Granger is the man in charge. He dominates the sheriff, has a policy where women are seen but not heard, and he rotates his disturbingly young concubines out once they get too old for him. His latest is our protagonist, Chelsea: 16, orphaned and too curious for her own good. Granger feeds the townspeople positive disinformation to keep them in line, but the reality is that the water is foul, the crops are failing, and there are stirrings of unrest.
The apple cart is upset upon the arrival of a stranger who is admitted through the gates, ostensibly wanting to trade. But the whispers begin almost immediately. Not only is the stranger on horseback (Darkwater's animals began to be born deformed until no more were born at all), but, shockingly, she is female. Rumours swirl: it's a former resident, back from the dead. What could she want?
Chelsea is immediately fascinated by the stranger, who is everything a woman should not be: clad in pants, armed, drinking in the hotel, and enjoying freedoms as if she were a man. The stranger has an agenda, of course, and Chelsea is determined to find out what it is.

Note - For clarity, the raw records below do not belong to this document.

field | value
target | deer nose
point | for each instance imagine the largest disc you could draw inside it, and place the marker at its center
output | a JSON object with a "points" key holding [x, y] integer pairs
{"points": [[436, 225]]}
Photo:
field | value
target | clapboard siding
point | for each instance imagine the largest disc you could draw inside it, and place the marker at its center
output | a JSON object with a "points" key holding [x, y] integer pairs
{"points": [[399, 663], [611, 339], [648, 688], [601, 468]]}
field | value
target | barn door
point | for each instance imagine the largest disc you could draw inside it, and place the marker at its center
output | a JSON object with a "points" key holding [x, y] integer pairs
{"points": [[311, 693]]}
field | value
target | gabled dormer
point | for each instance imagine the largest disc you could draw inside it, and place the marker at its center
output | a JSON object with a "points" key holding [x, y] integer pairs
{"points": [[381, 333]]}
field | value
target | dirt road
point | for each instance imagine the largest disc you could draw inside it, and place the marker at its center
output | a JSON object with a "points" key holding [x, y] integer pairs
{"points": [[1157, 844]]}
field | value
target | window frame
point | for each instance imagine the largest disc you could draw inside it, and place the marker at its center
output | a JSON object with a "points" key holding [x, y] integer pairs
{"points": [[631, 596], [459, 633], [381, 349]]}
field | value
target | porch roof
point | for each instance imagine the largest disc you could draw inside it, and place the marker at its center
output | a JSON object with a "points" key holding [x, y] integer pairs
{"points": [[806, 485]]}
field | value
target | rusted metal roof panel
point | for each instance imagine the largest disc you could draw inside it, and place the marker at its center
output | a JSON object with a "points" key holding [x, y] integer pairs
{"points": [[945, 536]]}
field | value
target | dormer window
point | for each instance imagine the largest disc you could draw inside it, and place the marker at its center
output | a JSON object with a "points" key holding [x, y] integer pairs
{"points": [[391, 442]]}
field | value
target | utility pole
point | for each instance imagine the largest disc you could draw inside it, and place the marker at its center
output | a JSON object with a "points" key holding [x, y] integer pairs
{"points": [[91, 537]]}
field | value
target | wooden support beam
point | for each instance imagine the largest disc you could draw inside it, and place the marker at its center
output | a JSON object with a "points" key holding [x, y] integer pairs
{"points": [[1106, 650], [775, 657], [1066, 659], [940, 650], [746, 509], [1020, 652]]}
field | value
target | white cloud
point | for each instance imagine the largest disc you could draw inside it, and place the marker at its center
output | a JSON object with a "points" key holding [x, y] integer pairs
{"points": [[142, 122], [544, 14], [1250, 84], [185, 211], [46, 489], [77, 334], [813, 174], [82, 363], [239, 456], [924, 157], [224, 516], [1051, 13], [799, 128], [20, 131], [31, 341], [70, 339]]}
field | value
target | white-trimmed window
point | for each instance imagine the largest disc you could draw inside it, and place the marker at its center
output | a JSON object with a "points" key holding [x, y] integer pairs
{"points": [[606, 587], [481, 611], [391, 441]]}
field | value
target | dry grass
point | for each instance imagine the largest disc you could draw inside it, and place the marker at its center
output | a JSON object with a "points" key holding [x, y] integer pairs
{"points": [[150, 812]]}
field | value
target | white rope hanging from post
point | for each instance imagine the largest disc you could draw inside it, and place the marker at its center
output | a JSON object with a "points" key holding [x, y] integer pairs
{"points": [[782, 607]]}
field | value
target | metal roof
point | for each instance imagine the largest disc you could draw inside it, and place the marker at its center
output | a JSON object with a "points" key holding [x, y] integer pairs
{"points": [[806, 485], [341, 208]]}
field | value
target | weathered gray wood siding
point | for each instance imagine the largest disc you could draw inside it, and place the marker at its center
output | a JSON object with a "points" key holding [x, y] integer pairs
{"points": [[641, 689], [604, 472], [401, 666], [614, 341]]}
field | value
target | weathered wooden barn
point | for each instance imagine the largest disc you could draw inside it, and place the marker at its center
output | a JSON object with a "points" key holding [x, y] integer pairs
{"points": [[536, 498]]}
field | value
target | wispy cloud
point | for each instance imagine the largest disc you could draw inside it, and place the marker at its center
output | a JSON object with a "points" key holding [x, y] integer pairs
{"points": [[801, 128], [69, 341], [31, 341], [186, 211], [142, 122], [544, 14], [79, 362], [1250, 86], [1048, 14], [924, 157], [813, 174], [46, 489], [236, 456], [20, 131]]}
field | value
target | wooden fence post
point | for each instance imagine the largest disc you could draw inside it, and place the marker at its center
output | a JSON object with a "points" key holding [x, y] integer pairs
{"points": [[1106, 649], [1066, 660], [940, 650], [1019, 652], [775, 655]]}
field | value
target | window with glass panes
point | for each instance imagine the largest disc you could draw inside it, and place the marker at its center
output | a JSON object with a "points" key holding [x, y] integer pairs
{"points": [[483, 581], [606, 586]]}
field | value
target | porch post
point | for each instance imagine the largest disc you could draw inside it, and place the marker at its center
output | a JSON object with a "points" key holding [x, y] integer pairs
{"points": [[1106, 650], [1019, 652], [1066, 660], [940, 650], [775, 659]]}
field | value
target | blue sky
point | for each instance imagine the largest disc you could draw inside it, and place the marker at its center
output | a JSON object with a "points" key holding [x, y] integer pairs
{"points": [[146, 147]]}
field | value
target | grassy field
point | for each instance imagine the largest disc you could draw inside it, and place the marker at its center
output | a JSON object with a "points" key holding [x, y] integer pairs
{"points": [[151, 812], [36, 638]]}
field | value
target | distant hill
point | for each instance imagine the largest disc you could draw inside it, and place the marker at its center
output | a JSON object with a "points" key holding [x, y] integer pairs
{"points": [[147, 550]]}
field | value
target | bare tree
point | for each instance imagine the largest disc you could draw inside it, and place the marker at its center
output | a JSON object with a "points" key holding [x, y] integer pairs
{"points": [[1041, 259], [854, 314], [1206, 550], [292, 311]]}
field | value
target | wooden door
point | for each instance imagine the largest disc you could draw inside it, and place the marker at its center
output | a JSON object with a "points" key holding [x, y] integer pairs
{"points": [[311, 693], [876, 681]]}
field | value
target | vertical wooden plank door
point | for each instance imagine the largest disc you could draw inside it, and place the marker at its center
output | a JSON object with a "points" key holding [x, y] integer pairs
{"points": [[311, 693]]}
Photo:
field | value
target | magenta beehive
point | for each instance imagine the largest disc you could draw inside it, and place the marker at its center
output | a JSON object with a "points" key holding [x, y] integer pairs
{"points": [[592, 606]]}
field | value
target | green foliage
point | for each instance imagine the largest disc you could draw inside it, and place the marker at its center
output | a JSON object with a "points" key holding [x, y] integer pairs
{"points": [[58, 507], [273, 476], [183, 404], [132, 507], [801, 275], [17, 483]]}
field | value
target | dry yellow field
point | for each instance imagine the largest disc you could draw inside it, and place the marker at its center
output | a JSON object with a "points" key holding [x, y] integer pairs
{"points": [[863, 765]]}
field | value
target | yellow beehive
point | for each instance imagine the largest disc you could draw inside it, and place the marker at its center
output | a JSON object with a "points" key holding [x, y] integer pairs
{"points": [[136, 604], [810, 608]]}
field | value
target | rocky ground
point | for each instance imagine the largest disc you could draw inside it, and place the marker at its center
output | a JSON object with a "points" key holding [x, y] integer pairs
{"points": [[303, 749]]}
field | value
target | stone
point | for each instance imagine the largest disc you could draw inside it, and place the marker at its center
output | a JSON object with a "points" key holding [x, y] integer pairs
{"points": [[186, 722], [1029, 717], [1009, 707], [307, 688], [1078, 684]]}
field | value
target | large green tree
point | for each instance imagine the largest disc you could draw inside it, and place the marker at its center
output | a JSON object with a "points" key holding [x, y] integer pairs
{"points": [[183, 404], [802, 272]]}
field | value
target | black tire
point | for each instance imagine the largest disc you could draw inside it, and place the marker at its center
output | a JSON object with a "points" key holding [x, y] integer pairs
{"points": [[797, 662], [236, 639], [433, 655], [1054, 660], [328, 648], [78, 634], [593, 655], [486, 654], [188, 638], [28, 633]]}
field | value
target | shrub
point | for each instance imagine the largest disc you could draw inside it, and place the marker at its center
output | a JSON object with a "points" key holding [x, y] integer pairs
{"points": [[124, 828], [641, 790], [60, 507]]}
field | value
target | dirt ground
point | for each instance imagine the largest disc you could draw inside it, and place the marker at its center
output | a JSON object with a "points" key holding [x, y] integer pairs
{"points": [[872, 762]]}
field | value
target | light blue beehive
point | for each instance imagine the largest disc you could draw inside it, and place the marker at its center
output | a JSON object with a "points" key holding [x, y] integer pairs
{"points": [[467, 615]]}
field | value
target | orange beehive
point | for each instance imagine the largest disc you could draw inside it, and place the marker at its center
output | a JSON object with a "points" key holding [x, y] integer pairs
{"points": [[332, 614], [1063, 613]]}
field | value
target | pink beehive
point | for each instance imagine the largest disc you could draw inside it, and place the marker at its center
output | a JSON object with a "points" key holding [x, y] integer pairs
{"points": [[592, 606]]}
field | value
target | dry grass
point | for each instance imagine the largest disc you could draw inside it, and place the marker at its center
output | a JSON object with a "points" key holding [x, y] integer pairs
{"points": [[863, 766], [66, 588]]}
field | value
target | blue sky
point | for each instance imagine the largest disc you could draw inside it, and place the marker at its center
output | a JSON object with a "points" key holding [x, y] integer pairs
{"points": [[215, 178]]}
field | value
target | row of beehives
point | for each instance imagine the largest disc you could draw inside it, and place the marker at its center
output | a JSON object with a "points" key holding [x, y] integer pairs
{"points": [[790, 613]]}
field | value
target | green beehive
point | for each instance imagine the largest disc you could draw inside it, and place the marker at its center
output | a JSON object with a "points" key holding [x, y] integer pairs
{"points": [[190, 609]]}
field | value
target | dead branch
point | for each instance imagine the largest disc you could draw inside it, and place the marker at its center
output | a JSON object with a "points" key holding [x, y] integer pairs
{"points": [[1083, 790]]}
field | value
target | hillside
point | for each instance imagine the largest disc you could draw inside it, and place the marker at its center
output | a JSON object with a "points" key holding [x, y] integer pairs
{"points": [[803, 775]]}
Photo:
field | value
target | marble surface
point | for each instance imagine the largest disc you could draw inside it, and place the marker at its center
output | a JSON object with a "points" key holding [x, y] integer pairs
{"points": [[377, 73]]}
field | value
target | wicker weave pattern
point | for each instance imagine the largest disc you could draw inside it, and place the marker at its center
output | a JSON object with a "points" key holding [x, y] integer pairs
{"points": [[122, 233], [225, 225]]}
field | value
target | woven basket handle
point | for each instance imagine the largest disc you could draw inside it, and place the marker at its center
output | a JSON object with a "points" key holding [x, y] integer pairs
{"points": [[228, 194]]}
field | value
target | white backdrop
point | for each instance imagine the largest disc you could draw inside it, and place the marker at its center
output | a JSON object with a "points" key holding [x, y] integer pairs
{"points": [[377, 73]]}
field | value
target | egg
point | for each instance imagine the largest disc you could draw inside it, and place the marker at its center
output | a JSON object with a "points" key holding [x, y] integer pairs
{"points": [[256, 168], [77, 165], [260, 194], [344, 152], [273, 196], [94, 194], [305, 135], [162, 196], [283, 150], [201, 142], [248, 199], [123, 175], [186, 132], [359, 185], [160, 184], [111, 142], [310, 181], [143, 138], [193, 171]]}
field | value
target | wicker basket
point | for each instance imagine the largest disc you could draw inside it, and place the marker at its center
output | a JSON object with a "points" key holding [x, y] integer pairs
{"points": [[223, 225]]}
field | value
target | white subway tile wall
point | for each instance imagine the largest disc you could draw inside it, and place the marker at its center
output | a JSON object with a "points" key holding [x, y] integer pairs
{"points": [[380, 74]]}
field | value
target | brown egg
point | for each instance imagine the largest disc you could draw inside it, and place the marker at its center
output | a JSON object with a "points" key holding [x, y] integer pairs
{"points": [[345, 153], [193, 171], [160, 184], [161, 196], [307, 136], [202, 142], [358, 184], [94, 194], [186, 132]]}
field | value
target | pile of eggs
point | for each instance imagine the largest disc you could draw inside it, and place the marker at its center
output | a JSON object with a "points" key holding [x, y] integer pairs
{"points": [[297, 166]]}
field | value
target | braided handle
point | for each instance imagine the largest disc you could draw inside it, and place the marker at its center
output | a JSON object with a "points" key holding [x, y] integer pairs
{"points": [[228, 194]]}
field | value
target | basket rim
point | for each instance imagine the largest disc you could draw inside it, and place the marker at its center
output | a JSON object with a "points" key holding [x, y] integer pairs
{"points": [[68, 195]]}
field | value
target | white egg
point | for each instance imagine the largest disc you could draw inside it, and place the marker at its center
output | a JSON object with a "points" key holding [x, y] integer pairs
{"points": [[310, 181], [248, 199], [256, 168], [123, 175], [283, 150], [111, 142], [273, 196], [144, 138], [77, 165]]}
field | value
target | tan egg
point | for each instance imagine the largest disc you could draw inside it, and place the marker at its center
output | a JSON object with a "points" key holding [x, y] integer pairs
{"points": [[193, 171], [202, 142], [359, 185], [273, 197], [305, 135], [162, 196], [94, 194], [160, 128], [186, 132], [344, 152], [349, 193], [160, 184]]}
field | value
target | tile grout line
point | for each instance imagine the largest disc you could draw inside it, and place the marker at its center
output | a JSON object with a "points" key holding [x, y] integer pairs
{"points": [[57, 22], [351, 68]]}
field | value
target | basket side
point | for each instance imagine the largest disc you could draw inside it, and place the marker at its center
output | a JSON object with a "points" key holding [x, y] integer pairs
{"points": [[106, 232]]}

The tale is told through Chelsea's investigations, her history and friendships, and her twisted relationship with Granger. The town is as tumbleweed-strewn as a western could be – there's even a fabulously dramatic showdown in the main street where the reader can practically hear the rattlesnakes and the whistles of bullets. But this is post-apocalypse, not the 1800s, with an element of speculative fiction as our world burns and women's rights are eroded.